When concussions kept Buster Skrine out of the lineup late in the season, it was Duke Shelley stepping up to fill in. Kindle Vildor, who was drafted a year after Shelley, joined the starting lineup in place of Johnson after his injury. Looking ahead to 2021, there’s a chance Shelley and Vildor could battle for the slot corner position vacated by Skrine.
Teez Tabor is a reclamation project. The University of Florida product was a second-round pick in 2017 who has yet to live up to his potential. Chicago’s secondary coaches have their work cut out for them working with Tabor, who was disappointing at each turn in Detroit. But who wouldn’t love getting the most out of a division rival’s discarded ex-prospect?

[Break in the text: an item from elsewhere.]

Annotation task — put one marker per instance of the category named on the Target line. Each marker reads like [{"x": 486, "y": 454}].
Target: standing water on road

Tre Roberson was a forgotten man after spending the entire 2020 season on the non-football injury reserve list. But the Bears paid him a hefty amount of money out of the Canadian football League. And if all else fails, maybe the Bears can give him a tryout at quarterback? Hey, they’ve tried everything else!
Xavier Crawford played 5 defensive snaps for the Bears in 2020, and I don’t remember any of them.
EXITING FREE AGENTS
Buster Skrine was cut in a move that cleared up some salary cap space. Sure, the Bears have a ways to go before they clear what they need to get the type of impact players you’d want to add this offseason. But saying goodbye to Skrine was a start.
I had hope for Artie Burns least summer. Did I expect for him to set the world on fire? No. But I thought there was potential for a post-hype sleeper to emerge from the 2016 first-round pick on a one-year “prove it” deal. Instead, Burns suffered an ACL injury early in training camp and never got a chance to strut his stuff.
Michael Joseph has spent the better part of the last two years on the Bears’ practice squad.
WHO COULD BE CUT BEFORE THE LEAGUE NEW YEAR BEGINS?
Parting ways with Kyle Fuller doesn’t seem ideal. However, cutting him this offseason could create $11 million in cap space. And if the Bears found it necessary to cut him with a post-June 1 designation, that number increases to $14 million. But part of me feels like releasing Fuller is kin to slicing off your nose to spite your face. If the Bears did that, I imagine they’d go after another corner in the Draft hoping to unearth another Jaylon Johnson. And even though I trust this front office to find talented defensive players, I wouldn’t hold my breath waiting for another Johnson-like talent to fall into their laps.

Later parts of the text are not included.